Center for Human Genetics, Inc. Cambridge, Massachusetts.
Department of Pathology and Laboratory Medicine, Nationwide Children's Hospital Columbus, Ohio.
Mol Genet Genomic Med. 2015 Mar;3(2):99-110. doi: 10.1002/mgg3.116. Epub 2014 Dec 3.
Current practice by clinical diagnostic laboratories is to utilize online prediction programs to help determine the significance of novel variants in a given gene sequence. However, these programs vary widely in their methods and ability to correctly predict the pathogenicity of a given sequence change. The performance of 17 publicly available pathogenicity prediction programs was assayed using a dataset consisting of 122 credibly pathogenic and benign variants in genes associated with the RASopathy family of disorders and limb-girdle muscular dystrophy. Performance metrics were compared between the programs to determine the most accurate program for loss-of-function and gain-of-function mechanisms. No one program correctly predicted the pathogenicity of all variants analyzed. A major hindrance to the analysis was the lack of output from a significant portion of the programs. The best performer was MutPred, which had a weighted accuracy of 82.6% in the full dataset. Surprisingly, combining the results of the top three programs did not increase the ability to predict pathogenicity over the top performer alone. As the increasing number of sequence changes in larger datasets will require interpretation, the current study demonstrates that extreme caution must be taken when reporting pathogenicity based on statistical online protein prediction programs in the absence of functional studies.
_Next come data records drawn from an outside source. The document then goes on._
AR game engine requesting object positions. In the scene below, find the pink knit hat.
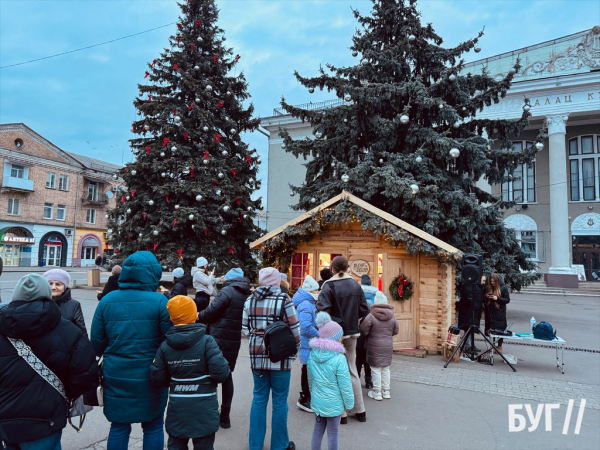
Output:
[258,267,281,286]
[315,311,344,341]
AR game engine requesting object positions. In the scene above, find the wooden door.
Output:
[383,253,419,349]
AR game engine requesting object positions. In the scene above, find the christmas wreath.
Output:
[390,274,414,302]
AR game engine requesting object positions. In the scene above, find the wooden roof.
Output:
[250,191,462,254]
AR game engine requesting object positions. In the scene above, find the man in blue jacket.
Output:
[91,251,172,450]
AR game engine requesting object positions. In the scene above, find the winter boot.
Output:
[367,391,383,401]
[219,406,231,428]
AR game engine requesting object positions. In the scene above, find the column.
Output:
[546,114,572,274]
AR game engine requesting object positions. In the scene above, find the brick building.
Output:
[0,123,119,267]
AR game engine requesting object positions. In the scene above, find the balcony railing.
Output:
[81,194,108,205]
[273,98,345,116]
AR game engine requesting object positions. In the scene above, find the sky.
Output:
[0,0,600,204]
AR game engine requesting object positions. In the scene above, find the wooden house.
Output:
[250,191,462,354]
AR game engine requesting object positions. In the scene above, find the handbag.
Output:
[328,282,347,335]
[8,337,93,433]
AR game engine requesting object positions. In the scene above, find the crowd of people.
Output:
[0,251,408,450]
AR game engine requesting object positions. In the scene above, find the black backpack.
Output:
[533,322,556,341]
[263,295,298,363]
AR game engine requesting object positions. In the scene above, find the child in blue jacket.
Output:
[292,275,319,412]
[308,312,354,450]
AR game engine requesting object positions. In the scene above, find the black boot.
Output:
[219,406,231,428]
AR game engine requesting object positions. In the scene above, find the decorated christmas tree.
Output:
[272,0,543,289]
[108,0,260,272]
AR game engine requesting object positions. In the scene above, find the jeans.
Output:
[248,370,292,450]
[300,364,310,400]
[356,348,371,381]
[167,433,215,450]
[371,366,390,391]
[342,337,365,417]
[310,416,342,450]
[17,430,62,450]
[221,372,233,408]
[106,415,165,450]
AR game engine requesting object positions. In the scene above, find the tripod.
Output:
[444,284,517,372]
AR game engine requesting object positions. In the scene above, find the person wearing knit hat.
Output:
[167,295,198,326]
[43,269,87,335]
[150,295,230,449]
[158,267,192,298]
[308,312,354,449]
[360,292,400,401]
[0,273,98,449]
[96,264,123,301]
[292,275,319,412]
[242,267,300,450]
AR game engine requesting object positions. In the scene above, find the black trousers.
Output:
[356,348,371,378]
[167,433,215,450]
[300,364,310,398]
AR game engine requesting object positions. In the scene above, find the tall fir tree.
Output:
[281,0,543,289]
[109,0,261,272]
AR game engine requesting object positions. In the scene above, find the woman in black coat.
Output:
[0,274,98,448]
[483,273,510,352]
[43,269,87,336]
[198,268,250,428]
[96,265,123,301]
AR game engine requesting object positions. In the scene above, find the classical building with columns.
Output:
[261,26,600,287]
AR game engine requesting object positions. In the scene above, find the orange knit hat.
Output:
[167,295,198,325]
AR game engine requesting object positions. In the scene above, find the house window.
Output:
[88,181,98,201]
[291,253,313,289]
[10,164,25,178]
[56,205,67,220]
[46,172,56,189]
[8,198,21,216]
[85,209,96,223]
[58,175,69,191]
[502,141,535,203]
[569,135,600,202]
[44,203,54,219]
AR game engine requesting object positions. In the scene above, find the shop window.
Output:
[44,203,54,219]
[85,209,96,223]
[569,135,600,202]
[56,205,67,220]
[8,198,21,216]
[58,175,69,191]
[10,164,25,179]
[291,253,313,289]
[502,141,535,203]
当前,临床诊断实验室的实践是利用在线预测程序来帮助确定给定基因序列中新变体的意义。然而,这些程序在方法和正确预测给定序列变化的致病性方面差异很大。使用包含与 RASopathy 家族疾病和肢带型肌营养不良症相关基因中的 122 个可信致病性和良性变体的数据集,评估了 17 个公开可用的致病性预测程序的性能。比较了程序之间的性能指标,以确定用于功能丧失和功能获得机制的最准确程序。没有一个程序能够正确预测所有分析变体的致病性。分析的一个主要障碍是相当一部分程序缺乏输出。表现最好的是 MutPred,它在完整数据集中的加权准确率为 82.6%。令人惊讶的是,将前三个程序的结果相结合并不能提高预测致病性的能力,超过表现最好的程序。随着更大数据集的序列变化数量的增加,需要进行解释,因此在缺乏功能研究的情况下,基于统计在线蛋白质预测程序报告致病性时必须非常谨慎。